第15話 【キャンペーン企画】ゆうなが、あなたのおうちにやってくる! 1/2

「んじゃ。結花ゆうかちゃん、兄さん。しばらく旅行してくるわ」



 玄関で靴を履きながら、那由なゆがキャリーバッグに手を置いて言った。


 お盆時期だけど、この間とは違う友達と旅行に行くんだとか。



「いってらっしゃい、那由ちゃん! 気を付けて行ってきてねー!!」


「旅行が終わったら、そろそろ親父のとこに帰るのか?」


「はぁ? やば……妹を家から締め出そうとするとか、通報案件じゃね? 夏休みに、なんで父さんと二人で過ごすの、馬鹿なの? ぜってー、この家に戻ってくるし」



 凄まじい睨みを利かせてくる那由。


 いやまぁ、別にこっちはいいんだけど……親父、可哀想じゃね?



 そんなことを考えてると、那由がぐっと俺の腕を引っ張って、耳元で囁いてきた。



「……兄さん。あたしがいない間に、結花ちゃんとうまくやんなよ。勇海いさみもいなくなった、絶好のチャンスなんだし」



 そう――今朝の始発電車に間に合うように、勇海は出ていった。


 旅行する那由と同じくらいの荷物を持って。



 なんでも今日から数日間、友達のところに泊まった後に、地元に戻る予定らしい。



「勇海がいたら、また色々ややこしいし……ここで決めなよ、男なら」


「……何を決めろと? っていうか、ややこしくしてるのは、お前も一緒だからな?」


「はぁ……マジ鈍すぎね? そんなん、決まってんじゃん――授かり物的な意味だし」


「馬鹿なの、お前?」


「馬鹿はそっちっしょ。だって兄さんじゃん? 子ども作って繋ぎ止めとかなきゃ、ぽいって捨てられるし。なぜなら、甲斐性なしだから」



 ……びっくりするくらい見下されてる気がするけど、もうツッコむだけ無駄な気がしてきた。



 ――というわけで。



 勇海に続き、那由もしばらく留守にするから。


 久しぶりに数日間……俺と結花は、二人きりの時間を満喫することとなった。




「…………」



 結花が二階の自室に行っている間、俺はリビングのソファに腰掛けて、コーヒーをひたすら啜っていた。

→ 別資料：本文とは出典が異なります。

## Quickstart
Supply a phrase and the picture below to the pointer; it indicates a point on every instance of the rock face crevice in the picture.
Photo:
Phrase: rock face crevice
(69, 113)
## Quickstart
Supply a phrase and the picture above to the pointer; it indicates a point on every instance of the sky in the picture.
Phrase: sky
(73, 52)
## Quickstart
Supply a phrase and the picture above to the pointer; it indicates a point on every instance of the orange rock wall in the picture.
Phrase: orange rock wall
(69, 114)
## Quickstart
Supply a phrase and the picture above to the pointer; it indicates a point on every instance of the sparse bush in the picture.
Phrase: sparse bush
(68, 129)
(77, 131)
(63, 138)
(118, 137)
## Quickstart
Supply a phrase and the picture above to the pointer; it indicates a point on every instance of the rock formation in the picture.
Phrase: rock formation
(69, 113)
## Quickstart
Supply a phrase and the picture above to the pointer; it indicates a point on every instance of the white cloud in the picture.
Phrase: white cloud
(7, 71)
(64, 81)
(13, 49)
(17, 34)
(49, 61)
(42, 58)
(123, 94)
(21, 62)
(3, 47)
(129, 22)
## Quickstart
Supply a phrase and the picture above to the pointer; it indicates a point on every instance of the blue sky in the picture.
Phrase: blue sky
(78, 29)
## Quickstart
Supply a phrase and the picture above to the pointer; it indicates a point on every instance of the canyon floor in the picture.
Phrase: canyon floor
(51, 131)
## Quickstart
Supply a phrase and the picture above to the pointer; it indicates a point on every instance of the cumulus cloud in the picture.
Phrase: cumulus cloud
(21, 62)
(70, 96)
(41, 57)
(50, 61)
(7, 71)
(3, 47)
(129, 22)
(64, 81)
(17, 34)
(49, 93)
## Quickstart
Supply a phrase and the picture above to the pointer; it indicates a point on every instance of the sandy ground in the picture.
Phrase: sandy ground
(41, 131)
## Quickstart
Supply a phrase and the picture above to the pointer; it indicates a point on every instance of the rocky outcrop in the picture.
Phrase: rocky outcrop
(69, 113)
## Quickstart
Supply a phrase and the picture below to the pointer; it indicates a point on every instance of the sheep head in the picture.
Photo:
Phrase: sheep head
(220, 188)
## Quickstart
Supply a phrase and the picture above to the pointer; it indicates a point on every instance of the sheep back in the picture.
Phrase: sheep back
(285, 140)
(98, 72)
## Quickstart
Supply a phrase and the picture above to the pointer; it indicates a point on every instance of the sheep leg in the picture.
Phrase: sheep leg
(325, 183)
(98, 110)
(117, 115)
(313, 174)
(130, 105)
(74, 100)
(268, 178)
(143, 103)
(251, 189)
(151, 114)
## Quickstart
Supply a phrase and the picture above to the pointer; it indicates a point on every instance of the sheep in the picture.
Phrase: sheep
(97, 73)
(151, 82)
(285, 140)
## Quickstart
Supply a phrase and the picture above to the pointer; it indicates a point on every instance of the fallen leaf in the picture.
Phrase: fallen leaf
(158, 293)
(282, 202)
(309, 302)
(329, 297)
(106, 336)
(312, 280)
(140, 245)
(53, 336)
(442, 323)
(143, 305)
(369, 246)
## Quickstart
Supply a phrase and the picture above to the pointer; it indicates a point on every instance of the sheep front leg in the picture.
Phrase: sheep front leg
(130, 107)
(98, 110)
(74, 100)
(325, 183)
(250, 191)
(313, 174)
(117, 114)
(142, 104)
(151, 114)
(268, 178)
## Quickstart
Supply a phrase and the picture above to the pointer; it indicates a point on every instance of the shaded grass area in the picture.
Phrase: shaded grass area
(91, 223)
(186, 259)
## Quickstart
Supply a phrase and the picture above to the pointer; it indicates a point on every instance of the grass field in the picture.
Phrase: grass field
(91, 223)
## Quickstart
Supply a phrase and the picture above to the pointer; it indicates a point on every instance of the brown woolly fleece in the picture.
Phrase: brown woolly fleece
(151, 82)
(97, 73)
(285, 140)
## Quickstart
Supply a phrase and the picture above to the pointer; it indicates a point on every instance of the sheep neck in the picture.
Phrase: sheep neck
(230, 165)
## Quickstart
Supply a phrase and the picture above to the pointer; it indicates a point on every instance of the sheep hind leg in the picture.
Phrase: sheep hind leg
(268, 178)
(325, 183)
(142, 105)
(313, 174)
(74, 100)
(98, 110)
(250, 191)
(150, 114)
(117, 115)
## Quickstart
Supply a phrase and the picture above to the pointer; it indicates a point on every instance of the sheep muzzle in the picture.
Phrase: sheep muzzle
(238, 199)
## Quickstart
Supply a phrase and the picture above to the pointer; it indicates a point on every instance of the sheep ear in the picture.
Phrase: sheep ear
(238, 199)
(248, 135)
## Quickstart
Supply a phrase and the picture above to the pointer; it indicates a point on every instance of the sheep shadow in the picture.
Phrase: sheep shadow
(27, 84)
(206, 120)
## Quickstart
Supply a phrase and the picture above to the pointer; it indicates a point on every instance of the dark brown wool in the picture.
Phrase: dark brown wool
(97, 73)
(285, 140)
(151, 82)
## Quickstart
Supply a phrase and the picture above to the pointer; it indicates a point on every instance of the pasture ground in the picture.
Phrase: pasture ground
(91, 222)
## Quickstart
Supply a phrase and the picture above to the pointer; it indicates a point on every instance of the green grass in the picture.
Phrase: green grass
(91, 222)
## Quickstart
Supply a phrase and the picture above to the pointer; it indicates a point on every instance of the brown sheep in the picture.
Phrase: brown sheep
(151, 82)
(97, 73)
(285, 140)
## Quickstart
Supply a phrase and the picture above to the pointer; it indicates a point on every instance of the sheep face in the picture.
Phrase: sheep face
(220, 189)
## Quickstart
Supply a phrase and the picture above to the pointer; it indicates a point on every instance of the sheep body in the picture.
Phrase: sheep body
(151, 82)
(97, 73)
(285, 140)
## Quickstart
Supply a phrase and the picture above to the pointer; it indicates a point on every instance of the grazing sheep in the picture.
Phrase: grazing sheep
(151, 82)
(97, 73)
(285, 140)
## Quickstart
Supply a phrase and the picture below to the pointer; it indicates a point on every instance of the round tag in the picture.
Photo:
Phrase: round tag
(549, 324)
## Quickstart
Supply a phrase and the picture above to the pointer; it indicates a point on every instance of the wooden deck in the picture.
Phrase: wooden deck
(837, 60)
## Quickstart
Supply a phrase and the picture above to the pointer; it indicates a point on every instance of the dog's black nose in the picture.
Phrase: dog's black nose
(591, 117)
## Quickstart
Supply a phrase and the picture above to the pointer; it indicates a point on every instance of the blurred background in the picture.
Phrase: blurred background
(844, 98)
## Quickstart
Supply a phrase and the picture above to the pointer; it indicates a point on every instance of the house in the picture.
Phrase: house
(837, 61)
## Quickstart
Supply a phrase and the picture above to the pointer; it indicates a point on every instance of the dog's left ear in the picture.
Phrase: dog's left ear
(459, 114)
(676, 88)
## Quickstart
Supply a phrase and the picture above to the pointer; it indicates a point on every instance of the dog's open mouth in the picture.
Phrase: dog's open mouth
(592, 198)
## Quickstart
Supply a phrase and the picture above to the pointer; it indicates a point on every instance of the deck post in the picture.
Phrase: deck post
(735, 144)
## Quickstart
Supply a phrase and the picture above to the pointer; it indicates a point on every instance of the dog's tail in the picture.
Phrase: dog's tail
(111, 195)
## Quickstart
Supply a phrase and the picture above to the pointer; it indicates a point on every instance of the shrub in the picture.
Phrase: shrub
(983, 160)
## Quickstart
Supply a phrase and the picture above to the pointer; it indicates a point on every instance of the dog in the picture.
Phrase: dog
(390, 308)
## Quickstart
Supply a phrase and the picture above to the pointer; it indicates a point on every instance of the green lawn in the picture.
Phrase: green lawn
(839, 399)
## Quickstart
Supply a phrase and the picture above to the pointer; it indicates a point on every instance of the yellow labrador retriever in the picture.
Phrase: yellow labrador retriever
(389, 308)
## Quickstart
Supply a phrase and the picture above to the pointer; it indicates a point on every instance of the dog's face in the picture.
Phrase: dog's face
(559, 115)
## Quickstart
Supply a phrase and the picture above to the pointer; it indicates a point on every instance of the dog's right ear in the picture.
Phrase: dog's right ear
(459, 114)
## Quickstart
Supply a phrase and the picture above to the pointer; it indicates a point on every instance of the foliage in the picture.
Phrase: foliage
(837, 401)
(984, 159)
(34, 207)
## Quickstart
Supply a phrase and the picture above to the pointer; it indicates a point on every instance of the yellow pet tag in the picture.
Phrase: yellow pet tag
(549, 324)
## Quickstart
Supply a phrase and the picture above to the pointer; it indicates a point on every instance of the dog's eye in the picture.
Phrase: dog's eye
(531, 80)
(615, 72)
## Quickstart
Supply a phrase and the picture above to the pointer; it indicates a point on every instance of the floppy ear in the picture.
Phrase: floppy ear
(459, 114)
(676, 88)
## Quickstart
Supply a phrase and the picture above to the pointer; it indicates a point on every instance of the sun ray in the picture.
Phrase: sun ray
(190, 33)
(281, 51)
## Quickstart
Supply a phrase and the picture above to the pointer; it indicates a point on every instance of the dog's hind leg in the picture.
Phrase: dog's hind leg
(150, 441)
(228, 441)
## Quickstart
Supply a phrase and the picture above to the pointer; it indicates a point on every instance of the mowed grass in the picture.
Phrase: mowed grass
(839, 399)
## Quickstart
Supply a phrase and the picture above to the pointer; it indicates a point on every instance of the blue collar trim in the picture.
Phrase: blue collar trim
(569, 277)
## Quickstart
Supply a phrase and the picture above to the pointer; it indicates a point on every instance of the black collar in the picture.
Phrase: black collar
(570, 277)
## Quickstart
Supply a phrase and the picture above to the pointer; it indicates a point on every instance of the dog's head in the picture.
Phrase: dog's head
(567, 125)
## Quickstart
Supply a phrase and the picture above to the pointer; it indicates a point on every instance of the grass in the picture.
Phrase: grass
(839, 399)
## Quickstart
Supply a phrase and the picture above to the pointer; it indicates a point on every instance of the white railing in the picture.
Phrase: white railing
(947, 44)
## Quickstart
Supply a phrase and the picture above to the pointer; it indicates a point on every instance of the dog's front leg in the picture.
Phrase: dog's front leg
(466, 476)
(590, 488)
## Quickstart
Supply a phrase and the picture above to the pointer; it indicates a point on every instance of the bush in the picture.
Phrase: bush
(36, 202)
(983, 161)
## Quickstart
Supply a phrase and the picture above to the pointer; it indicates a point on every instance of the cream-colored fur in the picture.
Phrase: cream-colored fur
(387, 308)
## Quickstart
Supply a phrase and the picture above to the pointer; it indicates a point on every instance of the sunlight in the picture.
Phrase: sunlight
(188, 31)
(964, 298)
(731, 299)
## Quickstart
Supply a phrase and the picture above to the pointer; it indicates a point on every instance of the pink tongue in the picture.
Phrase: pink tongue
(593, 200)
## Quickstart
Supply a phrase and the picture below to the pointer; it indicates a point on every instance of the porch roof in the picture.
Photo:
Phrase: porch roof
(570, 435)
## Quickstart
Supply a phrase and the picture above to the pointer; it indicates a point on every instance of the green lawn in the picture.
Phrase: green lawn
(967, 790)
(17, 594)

 那由と勇海がいるときは、騒々しくて困ってたけど――急に静かになって、しかも結花と二人きりなんだと思うと。


 なんか変に意識して、そわそわ落ち着かないな……。



「取りあえず、なんかアニメでも観るか……」



 独り言ちながら、TVのリモコンを手に取ったタイミングで。



「――――それでは! キャンペーンに当たった方を、紹介したいと思います!!」



 いつの間にか廊下に来ていたらしい結花が、なんの脈絡もなく声を上げた。


 キャンペーン? なんの話してんの?



 ……なんて、思っていると。



「それではー、発表でーす! でけでけでけでけー……じゃじゃーん!! はい、キャンペーンに当たったのは……『恋する死神』さんですっ! きゃー、ぱちぱちー!!」


「えっと、ごめん結花。ちょっとテンションについていけな……」


「と、いうわけで! 今日は私――和泉いずみゆうなが『ゆうな』になりきって、『恋する死神』さんのおうちに、お邪魔しちゃいますねー!!」



 俺の質問を遮りつつ、強引にそう言いきると――結花はリビングにぴょんっ、と入ってきた。


 いや……結花じゃない。



 茶色いロングヘアのウィッグをかぶって、頭頂部でツインテールに縛って。


 眼鏡を掛けてないから垂れ目だし、口元は猫みたいにきゅるんってしていて。


 ピンクのチュニック、チェックのミニスカート、黒のニーハイソックスという、黄金パターンの服装をして。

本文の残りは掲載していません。